L’Emilia-Romagna, prima di tutti: la situazione di Bonaccini non è diversa da quella di Zaia. Con lui in campo la conquista della Regione rossa per antonomasia sarebbe molto più difficile. Senza la riforma che invoca Salvini, invece, il governatore emiliano è fuori gioco.
Il che, tra l’altro, soddisfa l’inquilina di Chigi anche da un altro punto di vista. In preda a una sindrome di onnipotenza vorrebbe scegliersi anche il capo dell’opposizione preferito e spera di vedere presto l’emiliano al posto di Elly Schlein.
La trappola che Giorgia ha cercato di tendere attirando la rivale diretta in una sorta di prova plebiscitaria nelle europee ha proprio l’obiettivo di bruciarla. Perché, commentano i suoi collaboratori, “Bonaccini è più pericoloso ma è anche un leader che non si limiterebbe a chiedere dimissioni di qualcuno ogni giorno e col quale si potrebbe dialogare”.
In Campania e Puglia, gli altri due target della premier, la partita resterebbe aperta anche senza la cancellazione del limite dei due mandati. Nessuna delle due regioni ha recepito la legge 165 che limita i mandati.

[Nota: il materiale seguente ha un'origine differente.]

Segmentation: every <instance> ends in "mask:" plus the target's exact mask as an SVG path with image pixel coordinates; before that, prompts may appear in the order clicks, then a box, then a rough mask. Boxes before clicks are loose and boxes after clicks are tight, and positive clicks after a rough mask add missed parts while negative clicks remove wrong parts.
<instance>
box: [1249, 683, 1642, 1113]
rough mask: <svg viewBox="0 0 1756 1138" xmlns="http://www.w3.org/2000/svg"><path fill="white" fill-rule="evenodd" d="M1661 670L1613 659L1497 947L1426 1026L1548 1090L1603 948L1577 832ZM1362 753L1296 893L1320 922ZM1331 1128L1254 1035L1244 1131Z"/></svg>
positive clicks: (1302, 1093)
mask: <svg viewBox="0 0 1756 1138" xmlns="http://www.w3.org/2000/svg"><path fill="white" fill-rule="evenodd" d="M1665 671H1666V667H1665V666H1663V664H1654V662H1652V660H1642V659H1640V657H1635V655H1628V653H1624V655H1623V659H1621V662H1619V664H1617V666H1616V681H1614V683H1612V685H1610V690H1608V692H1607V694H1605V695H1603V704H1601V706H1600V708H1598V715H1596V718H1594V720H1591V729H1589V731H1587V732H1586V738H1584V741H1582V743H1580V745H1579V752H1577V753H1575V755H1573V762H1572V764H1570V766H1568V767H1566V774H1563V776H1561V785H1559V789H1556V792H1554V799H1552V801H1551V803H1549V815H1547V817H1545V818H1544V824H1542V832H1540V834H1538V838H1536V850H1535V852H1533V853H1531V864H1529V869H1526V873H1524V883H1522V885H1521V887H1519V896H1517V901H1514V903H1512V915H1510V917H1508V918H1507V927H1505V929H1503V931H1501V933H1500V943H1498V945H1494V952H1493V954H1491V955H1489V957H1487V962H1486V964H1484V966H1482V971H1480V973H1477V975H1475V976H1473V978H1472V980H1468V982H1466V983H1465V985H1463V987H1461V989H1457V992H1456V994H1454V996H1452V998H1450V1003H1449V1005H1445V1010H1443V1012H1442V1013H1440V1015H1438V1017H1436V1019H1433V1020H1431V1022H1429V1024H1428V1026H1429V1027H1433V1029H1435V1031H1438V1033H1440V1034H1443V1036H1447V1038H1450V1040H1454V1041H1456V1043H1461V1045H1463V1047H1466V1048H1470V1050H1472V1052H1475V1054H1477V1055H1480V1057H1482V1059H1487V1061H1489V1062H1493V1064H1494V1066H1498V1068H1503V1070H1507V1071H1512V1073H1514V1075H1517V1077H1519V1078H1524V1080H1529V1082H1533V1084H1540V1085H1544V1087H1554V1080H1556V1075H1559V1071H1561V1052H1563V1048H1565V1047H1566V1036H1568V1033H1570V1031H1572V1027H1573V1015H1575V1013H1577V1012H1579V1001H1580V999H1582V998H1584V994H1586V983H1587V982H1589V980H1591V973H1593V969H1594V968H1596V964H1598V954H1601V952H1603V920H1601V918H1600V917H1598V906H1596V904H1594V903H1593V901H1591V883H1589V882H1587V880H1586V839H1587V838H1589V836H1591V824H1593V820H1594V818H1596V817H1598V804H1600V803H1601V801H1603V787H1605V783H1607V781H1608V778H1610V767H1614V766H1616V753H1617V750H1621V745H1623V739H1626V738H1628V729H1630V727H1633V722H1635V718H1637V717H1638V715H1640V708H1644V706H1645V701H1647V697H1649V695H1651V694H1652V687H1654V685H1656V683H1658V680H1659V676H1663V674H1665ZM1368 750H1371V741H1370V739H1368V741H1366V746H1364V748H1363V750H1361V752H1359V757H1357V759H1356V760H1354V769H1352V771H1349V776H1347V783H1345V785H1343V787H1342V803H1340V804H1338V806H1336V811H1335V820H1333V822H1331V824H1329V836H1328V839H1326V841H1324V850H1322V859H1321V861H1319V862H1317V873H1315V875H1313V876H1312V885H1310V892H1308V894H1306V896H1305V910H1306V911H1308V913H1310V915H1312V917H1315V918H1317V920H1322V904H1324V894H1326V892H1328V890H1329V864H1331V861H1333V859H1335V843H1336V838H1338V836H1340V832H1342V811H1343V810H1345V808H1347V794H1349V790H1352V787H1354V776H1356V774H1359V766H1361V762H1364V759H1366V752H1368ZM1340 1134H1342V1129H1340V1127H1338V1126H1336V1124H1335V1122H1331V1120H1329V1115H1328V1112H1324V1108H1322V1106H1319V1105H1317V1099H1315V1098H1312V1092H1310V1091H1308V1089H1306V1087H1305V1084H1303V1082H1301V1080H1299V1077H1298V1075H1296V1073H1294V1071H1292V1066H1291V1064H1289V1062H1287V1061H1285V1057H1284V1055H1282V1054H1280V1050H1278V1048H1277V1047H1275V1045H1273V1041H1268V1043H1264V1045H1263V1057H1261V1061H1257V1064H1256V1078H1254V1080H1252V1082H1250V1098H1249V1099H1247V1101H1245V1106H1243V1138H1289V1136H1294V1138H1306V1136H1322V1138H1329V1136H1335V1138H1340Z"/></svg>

Dunque De Luca ed Emiliano sono decisi a correre comunque ma, anche senza contare il rischio che la norma venga interpretata come obbligo anche senza il consenso delle singole regioni, dovrebbero correre contro il loro partito e la partita per la premier sarebbe comunque molto più facile.
Meloni è convinta di avere oggi la forza di imporre ciò che vuole costringendo gli alleati a fingersi soddisfatti, come nel caso appunto di Salvini.
Eppure proprio in questa sicurezza che sta degenerando in arroganza si annida il principale rischio che corre oggi. Umiliare gli alleati vuol dire ritrovarseli pronti alla coltellata quando le circostanze lo permetteranno, e prima o poi quasi certamente capiterà.
Esagerare negli atteggiamenti imperiosi e imperativi vuol dire inimicarsi una parte del popolo votante anche di destra ed è già successo di recente che la punizione sia arrivata nelle urne di un referendum. Per questo tra i consiglieri di Giorgia non mancano quelli che le suggeriscono una maggiore condiscendenza. Sempre che ne sia capace e non è affatto detto.